Coca/Cocaine, Law & Justice

Peru Looks to Decrease Coca Cultivations by 20 Percent

Peru’s new anti-drug plan will involve reducing the number of hectares used to grow coca leaves by 20 percent to 48,000 hectares, a government official said Monday.

The five-year plan was created by Peru’s anti-drug agency Devida and submitted to President Ollanta Humala’s cabinet for approval.

Ricardo Soberon, the head of Devida, announced the plan at a drug intelligence seminar being held in Lima this week, attended by specialists from the United States, France, United Kingdom, Colombia, Mexico and Guatemala.

The key speaker at the seminar, Soberon said the first three years of the plan involve halting a trend that has seen a six percent annual increase in territory used to grow coca. Then by 2015 and 2016, the government hopes to see a 10 percent annual decrease in the resulting area used for coca.

“It seems to us a reasonable figure,” state news agency Andina reported Soberon as saying. 

“After 30 years of failures, we need a policy that is guaranteed to be effective between the little resources assigned and the magnitude of the problem,” he said, arguing that previous administrations had not broached the structural problems of the illegal drug trade.

According to the U.S. government, Peru overtook Colombia this year as the world’s top producer of cocaine.

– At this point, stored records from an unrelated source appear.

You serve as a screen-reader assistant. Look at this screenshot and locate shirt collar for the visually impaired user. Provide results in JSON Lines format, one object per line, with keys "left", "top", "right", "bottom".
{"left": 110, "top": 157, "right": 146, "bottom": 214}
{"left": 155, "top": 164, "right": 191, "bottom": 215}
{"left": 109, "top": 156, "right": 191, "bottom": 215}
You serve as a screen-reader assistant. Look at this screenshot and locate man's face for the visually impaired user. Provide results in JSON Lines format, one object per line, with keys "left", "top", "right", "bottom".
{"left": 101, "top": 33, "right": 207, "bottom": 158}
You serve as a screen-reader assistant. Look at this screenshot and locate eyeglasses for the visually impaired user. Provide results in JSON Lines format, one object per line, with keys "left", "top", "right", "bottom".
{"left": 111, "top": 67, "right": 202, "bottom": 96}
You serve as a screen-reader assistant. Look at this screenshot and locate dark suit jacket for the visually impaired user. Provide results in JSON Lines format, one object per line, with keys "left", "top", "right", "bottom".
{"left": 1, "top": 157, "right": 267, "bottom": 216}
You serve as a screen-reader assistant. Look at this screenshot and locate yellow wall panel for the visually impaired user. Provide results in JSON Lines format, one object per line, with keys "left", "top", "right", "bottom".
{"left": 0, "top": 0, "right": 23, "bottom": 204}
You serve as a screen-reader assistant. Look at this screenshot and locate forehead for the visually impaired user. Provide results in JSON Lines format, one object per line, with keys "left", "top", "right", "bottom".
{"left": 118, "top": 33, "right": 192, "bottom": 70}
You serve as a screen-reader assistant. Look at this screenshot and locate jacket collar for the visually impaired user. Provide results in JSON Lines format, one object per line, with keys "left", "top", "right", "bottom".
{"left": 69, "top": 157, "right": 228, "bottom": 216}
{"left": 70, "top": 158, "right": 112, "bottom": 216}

Almost all of the world’s cocaine is produced in Peru, Colombia and Bolivia.   Last week, the Foreign Affairs Ministry and Devida finished drawing up a plan for an accord with Colombia to monitor the Peru-Colombia border on drug production and trafficking.

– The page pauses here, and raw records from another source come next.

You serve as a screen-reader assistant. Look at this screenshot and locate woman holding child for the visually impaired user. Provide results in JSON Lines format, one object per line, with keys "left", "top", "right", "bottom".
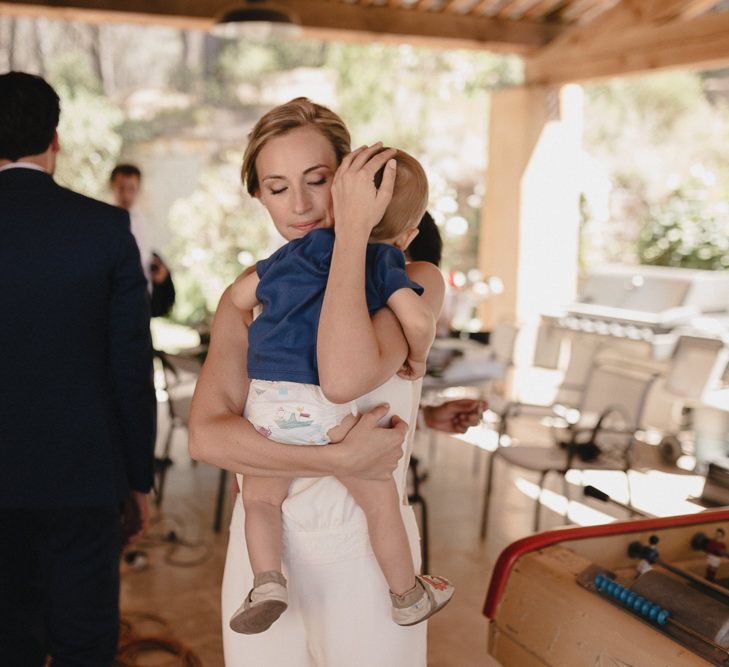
{"left": 189, "top": 98, "right": 472, "bottom": 665}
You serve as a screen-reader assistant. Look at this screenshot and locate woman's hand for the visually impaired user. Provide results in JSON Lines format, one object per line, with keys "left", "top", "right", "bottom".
{"left": 331, "top": 143, "right": 397, "bottom": 240}
{"left": 334, "top": 404, "right": 408, "bottom": 480}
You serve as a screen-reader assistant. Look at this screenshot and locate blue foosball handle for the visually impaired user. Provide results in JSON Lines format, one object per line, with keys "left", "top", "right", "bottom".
{"left": 594, "top": 574, "right": 671, "bottom": 626}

Peru’s top coca growing areas are the Apurimac and Ene river valleys, or VRAE, and the Upper Huallaga Valley.

Soberon rejected figures published in local media that Peru’s jungle region of Loreto has become the country’s top coca growing area, with some 40,000 hectares used to grow the crop. He said there was no scientific basis for the figures.

“All of the reports from the United Nations and other countries show that in the Peruvian Amazon and particularly in Loreto, there are no more than 3,000 hectares,” he said.